HOW TO CITE
Please acknowledge the
Olivier-Van Stichelen lab at the Medical College of Wisconsin, Dpt of Biochemistry when citing this database.
For the human and others O-GlcNAcome repositories, please cite:
Wulff-Fuentes E, Berendt RR, Massman L, Danner L, Malard F, Vora J, Kahsay R, and Olivier-Van Stichelen S,
The Human O-GlcNAcome Database and Meta-Analysis. Scientific Data 2021
8(1):25
For the software development of the O-GlcNAc Database and the Python package utilsovs, please cite:
Malard F, Wullf-Fuentes E, Berendt R, Didier G, and Olivier-Van Stichelen S,
Automatization and self-maintenance of the O-GlcNAcome catalogue: A Smart Scientific Database. Database (Oxford). 2021
2021.
Disclaimer
We automatically control and manually validate that all
O-GlcNAcylation sites in the
O-GlcNAc Database are relevant with the parent protein sequence.

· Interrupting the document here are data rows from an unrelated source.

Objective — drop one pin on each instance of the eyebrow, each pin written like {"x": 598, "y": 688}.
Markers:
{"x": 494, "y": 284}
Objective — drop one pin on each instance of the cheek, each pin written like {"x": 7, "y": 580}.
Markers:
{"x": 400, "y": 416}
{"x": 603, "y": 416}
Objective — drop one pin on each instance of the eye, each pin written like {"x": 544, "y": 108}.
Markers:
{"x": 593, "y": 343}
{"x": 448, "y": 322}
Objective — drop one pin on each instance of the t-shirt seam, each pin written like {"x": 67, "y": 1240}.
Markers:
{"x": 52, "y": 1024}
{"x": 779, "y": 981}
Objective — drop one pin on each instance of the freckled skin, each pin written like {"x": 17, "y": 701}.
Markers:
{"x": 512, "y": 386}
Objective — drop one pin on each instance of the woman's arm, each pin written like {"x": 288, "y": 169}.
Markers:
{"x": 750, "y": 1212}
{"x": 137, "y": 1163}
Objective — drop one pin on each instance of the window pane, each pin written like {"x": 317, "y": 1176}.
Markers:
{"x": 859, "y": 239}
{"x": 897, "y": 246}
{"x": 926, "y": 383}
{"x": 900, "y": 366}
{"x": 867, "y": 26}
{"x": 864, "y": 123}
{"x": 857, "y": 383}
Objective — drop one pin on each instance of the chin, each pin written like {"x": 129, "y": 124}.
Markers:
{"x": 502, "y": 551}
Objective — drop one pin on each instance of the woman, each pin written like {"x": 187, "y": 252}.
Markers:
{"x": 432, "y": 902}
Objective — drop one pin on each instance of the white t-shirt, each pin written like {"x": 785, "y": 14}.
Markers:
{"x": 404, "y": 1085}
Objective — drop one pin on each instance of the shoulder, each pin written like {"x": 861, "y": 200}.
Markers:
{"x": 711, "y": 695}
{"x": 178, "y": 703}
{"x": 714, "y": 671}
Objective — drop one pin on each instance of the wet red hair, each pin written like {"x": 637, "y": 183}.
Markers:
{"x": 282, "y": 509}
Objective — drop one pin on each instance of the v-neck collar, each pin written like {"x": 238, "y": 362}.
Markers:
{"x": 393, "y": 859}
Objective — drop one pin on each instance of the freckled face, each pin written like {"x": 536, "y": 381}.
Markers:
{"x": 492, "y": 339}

For this quality control, the canonical protein sequence is used first. If one mismatch is detected, and for less than 1% of sites in the
O-GlcNAc Database, the alternatives protein sequences are then tested.
When present, those sites are specifically labeled on the website with a link toward the relevant isoform search result.
The terms
canonical,
alternative, related identifiers and sequences were sourced from
UniProtKB database.
THE O-GLCNAC SCORE
The
O-GlcNAc score (S) is a quantifier we developped to estimate the level of exhaustiveness for each entry in the database in function of the available
O-GlcNAc litterature.
S(x)~=~R(x)^{norm}+C(x)^{norm}+T(x)^{norm}+fA(x)^{norm}+lA(x)^{norm}+B(x)^{norm}
Briefly, the
O-GlcNAc score of a given entry, S(x), is the sum of normalized factors, each describing a particular aspect of the litterature regarding a given entry.

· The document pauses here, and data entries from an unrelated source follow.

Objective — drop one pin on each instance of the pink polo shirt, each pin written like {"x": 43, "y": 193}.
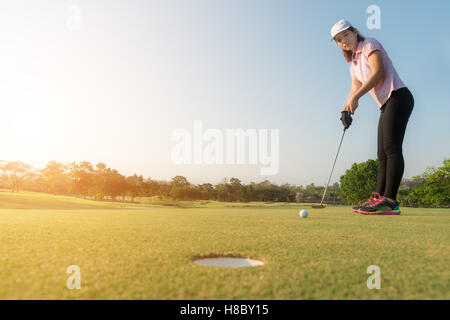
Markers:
{"x": 360, "y": 69}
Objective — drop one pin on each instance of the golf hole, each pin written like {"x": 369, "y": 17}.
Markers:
{"x": 228, "y": 262}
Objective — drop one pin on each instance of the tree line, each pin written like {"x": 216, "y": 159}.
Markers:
{"x": 102, "y": 183}
{"x": 431, "y": 189}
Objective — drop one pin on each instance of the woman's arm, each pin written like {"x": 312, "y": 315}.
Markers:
{"x": 376, "y": 65}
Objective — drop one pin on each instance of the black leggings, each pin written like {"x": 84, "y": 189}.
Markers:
{"x": 394, "y": 117}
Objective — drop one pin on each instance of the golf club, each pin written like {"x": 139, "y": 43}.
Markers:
{"x": 346, "y": 120}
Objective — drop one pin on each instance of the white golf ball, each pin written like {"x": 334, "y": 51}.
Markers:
{"x": 303, "y": 213}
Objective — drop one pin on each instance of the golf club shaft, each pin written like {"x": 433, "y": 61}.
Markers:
{"x": 331, "y": 173}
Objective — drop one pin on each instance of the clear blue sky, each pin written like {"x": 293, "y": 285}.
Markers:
{"x": 114, "y": 90}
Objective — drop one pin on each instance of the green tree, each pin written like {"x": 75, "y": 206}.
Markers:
{"x": 358, "y": 182}
{"x": 435, "y": 189}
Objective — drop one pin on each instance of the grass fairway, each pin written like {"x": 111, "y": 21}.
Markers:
{"x": 145, "y": 252}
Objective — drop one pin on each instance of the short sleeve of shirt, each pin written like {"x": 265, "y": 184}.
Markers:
{"x": 370, "y": 46}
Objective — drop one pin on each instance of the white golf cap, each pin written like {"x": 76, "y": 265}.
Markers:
{"x": 341, "y": 25}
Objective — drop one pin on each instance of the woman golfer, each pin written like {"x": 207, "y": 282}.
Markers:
{"x": 372, "y": 71}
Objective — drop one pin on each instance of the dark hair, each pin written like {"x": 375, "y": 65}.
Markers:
{"x": 348, "y": 54}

Each factor is a function and contributes in the [0,1] interval to establish the global score S, which has a maximal theoretical value of six (scaled up to 100 in the
Explore panel).
Those factors represent:
- R is the sum of all references for a given entry
- C is the sum of all citations toward those references
- T is the time span between the first and last O-GlcNAc publication
- fA and lA are the number of distinct first and last authors, respectively, in the references set
- B is a bonus parameter, which is underweighted by the number of O-GlcNAc proteins found in a single reference and overweighted by the number of citations toward a single reference
More details are available in the above-mentioned papers or on request.
PEPTIDE DIGEST TOOL
We provide full and partial digestion products for all the entries in the
O-GlcNAc Database and several common proteases.
This includes averaged and monoisotopic mass for each peptides, in absence or in presence of
O-GlcNAcylation or phosphorylation.
Below the proteases cleavage sites and the molecular weights information we use.

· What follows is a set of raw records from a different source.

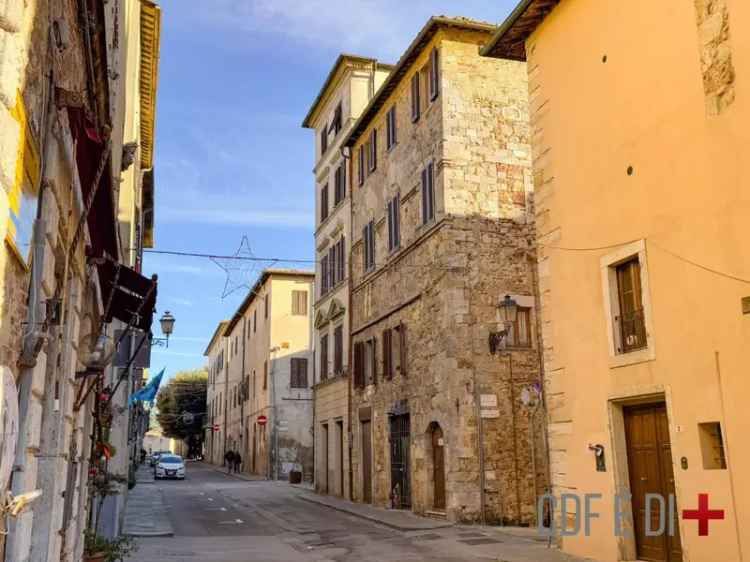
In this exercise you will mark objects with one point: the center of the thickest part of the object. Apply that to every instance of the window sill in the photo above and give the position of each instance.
(632, 358)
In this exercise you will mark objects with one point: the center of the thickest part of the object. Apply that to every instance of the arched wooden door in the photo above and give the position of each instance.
(438, 468)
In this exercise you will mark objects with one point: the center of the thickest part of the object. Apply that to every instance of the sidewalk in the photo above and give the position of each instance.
(397, 519)
(145, 511)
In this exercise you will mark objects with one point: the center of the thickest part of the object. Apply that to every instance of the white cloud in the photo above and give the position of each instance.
(232, 214)
(366, 27)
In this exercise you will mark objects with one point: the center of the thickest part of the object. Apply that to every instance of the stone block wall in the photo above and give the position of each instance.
(450, 316)
(444, 283)
(332, 408)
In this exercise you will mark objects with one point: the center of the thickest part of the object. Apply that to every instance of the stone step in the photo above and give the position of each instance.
(434, 514)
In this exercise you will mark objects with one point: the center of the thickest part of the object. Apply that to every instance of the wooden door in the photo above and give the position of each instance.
(438, 469)
(367, 461)
(651, 472)
(324, 458)
(340, 457)
(400, 445)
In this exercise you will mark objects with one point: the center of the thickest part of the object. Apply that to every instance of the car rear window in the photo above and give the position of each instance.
(168, 458)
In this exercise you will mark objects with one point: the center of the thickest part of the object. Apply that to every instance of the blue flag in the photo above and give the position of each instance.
(148, 392)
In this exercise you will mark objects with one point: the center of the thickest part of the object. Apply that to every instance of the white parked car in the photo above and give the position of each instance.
(170, 466)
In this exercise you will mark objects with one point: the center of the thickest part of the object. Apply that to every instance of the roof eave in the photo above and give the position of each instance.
(521, 22)
(406, 60)
(149, 77)
(307, 123)
(265, 274)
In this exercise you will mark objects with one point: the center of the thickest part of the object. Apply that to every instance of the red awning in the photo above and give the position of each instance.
(102, 219)
(127, 293)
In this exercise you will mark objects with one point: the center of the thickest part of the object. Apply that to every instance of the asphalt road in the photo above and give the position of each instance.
(219, 518)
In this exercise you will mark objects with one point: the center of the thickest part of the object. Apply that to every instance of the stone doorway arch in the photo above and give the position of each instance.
(436, 441)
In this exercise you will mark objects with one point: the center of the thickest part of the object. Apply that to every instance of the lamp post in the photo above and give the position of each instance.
(498, 342)
(509, 313)
(167, 326)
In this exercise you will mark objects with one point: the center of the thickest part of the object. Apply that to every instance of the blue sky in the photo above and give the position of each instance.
(236, 79)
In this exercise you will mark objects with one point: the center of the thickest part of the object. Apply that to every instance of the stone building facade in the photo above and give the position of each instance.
(350, 85)
(217, 354)
(441, 233)
(63, 98)
(643, 274)
(264, 404)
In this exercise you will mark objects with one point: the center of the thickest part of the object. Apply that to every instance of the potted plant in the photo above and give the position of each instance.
(101, 549)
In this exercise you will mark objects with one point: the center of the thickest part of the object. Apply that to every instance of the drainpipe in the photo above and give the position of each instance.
(533, 258)
(34, 337)
(275, 422)
(245, 388)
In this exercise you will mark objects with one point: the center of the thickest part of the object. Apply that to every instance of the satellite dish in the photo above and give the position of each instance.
(8, 425)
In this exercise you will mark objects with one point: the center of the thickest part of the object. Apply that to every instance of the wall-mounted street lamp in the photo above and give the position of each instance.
(167, 326)
(509, 313)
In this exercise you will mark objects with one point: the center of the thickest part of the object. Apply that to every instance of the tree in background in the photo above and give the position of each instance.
(181, 408)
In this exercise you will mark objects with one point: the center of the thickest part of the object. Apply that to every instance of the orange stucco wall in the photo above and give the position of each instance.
(688, 200)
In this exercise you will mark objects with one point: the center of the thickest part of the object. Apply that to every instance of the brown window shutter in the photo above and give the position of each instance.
(357, 371)
(415, 97)
(402, 349)
(385, 355)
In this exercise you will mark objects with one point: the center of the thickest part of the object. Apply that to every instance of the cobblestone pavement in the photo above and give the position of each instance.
(219, 518)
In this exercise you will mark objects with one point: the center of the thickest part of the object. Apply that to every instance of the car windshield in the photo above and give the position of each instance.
(168, 458)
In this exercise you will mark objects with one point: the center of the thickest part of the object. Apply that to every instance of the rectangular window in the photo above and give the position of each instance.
(402, 349)
(324, 283)
(299, 303)
(339, 191)
(361, 166)
(371, 362)
(631, 322)
(394, 223)
(324, 357)
(324, 203)
(390, 129)
(332, 257)
(299, 373)
(324, 140)
(428, 193)
(387, 354)
(338, 350)
(337, 120)
(434, 75)
(341, 261)
(415, 107)
(368, 241)
(712, 446)
(372, 154)
(519, 334)
(358, 378)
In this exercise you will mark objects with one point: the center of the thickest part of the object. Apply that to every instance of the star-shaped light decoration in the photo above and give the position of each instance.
(241, 268)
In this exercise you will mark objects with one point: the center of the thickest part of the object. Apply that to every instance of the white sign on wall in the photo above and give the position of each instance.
(488, 400)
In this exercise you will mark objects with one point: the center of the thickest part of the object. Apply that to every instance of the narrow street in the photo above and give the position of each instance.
(220, 518)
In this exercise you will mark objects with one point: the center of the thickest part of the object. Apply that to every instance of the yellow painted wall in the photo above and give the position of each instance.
(688, 196)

## Pattern matching using Regex and python3.7 re.finditer() method and double look-behind to preserve overlapping matches.
proteases = {
'Trypsin':['bovine',r'(?<=[KR])(?<=[A-Z])'], # Cut after K or R residues
'Chymotrypsin':['bovine',r'(?<=[YFW])(?<=[A-Z])'], # Cut after Y, F or W residues
'Arg-C':['mouse-submaxillary-gland',r'(?<=[R])(?<=[A-Z])'], # Cut after R residues
'Glu-C':['Staphylococcus-aureus',r'(?<=[E])(?<=[A-Z])'], # Cut after E residues
'Lys-C':['Lysobacter-enzymogenes',r'(?<=[K])(?<=[A-Z])'], # Cut after K residues
'Pepsin':['porcine',r'(?<=[GAVLIPMYFW])(?<=[A-Z])'], # Cut after G, A, V, L, I, P, M, Y, F, W residues
'Thermolysin':['Bacillus-thermo-proteolyticus',r'(?<=[LFIVMA])(?<=[A-Z])'], # Cut after L, F, I, V, M, A residues
'Elastase':['porcine',r'(?<=[AVSGLI])(?<=[A-Z])'] # Cut after A, V, S, S, G, L, I residues
}
## Dictionary of monoisotopic (index 0) and averaged (index 1) mass (see https://web.expasy.org/findmod/findmod_masses.html#AA)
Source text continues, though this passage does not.